К тому времени она рассталась с Раулем, хотя его засаленные дреды и пегая борода Карабаса-Барабаса еще мелькали там и сям среди бунгало морских цыган, обитавших на восточном побережье острова в трех рыбацких деревушках. Этот проходимец шлялся по окрестным отелям и забегаловкам в надежде, что кто-нибудь из знакомых тайцев, которых он, как и многие живущие здесь иностранцы, держал за олухов, клюнет на его побасенки и раскошелится. И самое странное, что так оно и бывало – его ссужали деньгами, даже понимая, что назад не вернется ни гроша.

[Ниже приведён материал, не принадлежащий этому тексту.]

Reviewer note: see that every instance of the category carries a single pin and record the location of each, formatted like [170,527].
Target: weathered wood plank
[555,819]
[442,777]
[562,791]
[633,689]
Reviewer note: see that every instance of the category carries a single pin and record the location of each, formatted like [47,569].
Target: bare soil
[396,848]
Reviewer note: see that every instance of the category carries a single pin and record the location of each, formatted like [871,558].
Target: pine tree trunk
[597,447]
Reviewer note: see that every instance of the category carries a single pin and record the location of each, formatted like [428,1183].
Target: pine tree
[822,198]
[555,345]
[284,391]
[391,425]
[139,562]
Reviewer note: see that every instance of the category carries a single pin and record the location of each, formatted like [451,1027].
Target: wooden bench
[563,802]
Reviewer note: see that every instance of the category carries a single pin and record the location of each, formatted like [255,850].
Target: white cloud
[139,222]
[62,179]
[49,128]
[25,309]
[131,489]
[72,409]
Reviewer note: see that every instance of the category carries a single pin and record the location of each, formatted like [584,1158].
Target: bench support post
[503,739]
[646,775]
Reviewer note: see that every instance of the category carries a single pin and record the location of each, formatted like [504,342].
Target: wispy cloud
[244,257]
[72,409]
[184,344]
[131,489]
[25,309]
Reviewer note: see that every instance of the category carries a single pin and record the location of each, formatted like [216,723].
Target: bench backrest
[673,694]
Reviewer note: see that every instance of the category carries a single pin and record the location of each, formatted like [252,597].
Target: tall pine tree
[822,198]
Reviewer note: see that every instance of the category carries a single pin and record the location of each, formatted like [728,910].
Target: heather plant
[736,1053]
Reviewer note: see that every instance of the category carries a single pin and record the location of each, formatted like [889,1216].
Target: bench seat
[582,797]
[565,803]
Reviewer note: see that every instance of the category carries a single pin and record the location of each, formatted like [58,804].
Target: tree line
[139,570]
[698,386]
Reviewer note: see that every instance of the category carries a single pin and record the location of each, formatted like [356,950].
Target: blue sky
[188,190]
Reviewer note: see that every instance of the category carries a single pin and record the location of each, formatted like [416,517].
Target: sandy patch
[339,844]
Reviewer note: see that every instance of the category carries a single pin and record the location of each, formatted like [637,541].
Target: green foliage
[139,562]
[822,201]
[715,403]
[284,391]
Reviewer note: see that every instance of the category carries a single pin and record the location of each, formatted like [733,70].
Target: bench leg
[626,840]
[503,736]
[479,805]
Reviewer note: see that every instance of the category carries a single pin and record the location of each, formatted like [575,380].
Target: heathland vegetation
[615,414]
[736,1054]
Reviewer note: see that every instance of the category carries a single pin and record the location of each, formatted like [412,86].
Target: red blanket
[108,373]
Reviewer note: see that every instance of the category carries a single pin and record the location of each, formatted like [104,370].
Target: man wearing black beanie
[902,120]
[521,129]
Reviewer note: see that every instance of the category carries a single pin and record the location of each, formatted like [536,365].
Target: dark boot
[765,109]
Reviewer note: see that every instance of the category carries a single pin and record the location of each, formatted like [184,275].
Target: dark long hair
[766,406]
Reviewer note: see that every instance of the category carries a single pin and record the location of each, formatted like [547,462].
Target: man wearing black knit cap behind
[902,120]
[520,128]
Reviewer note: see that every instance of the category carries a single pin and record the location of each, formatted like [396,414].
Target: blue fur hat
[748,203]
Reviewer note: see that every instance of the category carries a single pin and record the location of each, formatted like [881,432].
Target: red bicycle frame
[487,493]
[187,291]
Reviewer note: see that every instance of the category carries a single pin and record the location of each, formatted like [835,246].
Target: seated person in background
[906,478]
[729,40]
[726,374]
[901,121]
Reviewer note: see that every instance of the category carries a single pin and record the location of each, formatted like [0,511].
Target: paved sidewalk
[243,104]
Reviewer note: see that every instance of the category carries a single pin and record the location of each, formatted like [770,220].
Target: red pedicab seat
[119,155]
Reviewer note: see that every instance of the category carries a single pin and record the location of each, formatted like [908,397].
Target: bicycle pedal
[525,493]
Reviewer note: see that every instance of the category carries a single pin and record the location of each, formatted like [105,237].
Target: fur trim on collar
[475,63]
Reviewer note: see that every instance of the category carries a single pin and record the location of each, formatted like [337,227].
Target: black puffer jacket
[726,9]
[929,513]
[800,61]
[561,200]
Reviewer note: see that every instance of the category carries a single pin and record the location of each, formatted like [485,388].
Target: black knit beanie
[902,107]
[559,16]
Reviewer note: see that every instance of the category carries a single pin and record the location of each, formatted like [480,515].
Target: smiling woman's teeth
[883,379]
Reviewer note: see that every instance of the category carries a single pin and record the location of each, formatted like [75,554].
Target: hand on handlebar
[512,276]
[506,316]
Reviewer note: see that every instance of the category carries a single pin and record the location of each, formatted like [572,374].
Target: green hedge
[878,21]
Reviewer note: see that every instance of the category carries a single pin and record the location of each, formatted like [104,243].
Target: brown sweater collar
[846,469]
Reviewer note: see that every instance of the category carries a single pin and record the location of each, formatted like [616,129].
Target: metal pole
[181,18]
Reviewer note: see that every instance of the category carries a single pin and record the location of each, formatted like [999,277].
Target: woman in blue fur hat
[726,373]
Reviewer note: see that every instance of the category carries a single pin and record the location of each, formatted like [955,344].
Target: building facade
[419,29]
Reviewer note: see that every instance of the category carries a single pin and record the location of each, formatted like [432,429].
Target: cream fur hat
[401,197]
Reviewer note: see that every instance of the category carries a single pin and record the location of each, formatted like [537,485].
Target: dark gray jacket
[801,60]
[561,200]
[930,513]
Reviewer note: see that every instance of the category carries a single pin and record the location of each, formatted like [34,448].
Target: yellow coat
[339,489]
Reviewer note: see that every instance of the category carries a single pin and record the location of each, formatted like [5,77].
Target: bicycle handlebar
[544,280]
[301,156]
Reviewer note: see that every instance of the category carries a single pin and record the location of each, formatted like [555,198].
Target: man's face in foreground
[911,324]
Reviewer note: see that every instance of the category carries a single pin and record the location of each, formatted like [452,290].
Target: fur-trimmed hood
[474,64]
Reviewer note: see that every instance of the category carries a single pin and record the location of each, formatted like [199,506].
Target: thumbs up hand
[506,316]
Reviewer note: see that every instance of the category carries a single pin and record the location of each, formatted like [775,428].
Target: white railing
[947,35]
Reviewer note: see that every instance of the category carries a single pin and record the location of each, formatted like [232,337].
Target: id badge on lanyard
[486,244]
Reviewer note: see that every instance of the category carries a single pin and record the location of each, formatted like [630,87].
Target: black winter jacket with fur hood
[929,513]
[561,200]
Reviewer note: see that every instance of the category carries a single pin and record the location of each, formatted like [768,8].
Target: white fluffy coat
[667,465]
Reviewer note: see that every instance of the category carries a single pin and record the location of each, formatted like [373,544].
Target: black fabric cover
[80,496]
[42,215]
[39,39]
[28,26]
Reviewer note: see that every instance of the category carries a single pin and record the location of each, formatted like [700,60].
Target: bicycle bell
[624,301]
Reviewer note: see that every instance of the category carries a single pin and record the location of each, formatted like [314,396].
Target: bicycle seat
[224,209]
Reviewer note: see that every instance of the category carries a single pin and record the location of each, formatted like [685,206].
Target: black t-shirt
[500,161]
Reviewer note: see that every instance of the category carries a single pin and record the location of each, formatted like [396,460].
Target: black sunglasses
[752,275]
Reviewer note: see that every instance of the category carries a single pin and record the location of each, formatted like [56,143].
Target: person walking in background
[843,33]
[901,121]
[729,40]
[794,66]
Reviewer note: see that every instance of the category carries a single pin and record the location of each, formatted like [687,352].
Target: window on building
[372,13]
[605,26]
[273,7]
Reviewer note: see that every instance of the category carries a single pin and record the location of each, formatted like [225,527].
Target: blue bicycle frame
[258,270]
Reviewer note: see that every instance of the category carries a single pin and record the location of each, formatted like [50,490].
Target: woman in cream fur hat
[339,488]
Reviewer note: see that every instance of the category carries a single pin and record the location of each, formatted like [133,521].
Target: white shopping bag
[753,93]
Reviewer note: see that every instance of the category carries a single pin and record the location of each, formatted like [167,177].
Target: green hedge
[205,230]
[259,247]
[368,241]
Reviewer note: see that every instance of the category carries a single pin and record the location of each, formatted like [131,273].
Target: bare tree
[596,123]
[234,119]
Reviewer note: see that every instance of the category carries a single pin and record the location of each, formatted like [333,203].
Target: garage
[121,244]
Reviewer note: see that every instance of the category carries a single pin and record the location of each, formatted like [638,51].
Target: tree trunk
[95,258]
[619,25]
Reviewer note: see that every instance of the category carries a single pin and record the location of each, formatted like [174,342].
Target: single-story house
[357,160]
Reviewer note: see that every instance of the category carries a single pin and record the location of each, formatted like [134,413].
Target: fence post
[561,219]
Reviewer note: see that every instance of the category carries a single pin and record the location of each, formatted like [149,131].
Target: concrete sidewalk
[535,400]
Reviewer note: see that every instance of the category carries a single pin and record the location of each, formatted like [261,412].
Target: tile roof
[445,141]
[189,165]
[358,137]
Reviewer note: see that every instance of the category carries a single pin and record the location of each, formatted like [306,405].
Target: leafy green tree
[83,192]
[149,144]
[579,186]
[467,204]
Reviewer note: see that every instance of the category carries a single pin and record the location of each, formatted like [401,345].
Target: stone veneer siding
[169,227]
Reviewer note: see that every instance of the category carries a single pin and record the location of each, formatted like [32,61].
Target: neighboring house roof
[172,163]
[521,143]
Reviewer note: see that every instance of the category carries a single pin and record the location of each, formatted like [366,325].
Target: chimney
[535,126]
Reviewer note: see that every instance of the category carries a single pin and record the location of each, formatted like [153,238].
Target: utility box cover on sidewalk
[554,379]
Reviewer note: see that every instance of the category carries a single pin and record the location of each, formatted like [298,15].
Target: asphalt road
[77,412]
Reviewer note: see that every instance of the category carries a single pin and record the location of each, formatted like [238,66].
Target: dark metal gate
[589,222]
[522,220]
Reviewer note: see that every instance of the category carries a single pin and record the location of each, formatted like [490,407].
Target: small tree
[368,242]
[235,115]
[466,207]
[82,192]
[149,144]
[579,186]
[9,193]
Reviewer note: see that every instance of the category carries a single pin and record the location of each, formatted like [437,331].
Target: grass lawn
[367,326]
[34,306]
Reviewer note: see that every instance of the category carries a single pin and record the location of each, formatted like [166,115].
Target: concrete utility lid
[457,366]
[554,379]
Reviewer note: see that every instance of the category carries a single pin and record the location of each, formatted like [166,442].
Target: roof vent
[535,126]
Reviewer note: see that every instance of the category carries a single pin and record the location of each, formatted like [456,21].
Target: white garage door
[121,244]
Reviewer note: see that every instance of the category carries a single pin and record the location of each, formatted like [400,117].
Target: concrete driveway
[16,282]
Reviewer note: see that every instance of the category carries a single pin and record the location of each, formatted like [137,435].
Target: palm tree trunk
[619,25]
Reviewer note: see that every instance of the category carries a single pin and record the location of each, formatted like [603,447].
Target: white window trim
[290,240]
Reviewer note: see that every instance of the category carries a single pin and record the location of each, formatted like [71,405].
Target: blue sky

С африканером Раулем она познакомилась на одном из пляжей на юге Таиланда. В то время она носила на шее «анкх», большой коптский крест – очень сильный драматический оберег, не терпящий поблизости присутствия того же знака. Так вот, у Рауля «анкх» был вытатуирован на плече. И надо было сразу понять, что два «анкха» должны держаться друг от друга на приличном расстоянии, иначе добром все это не кончится. Оно и кончилось большой дракой, после которой этот засранец добрых три дня провалялся в чьем-то гостеприимном бунгало. Он не знал, как умело девчонка дерется: ей стоило только представить, что на ноге конек, тот самый, из детства, и удар становился точным и болезненным, тем более что работа в ночных пабах Сохо и Нью-Кросс-гейт на юге Лондона научила ее, куда следует бить, когда имеешь дело с обдолбанным мужским быдлом.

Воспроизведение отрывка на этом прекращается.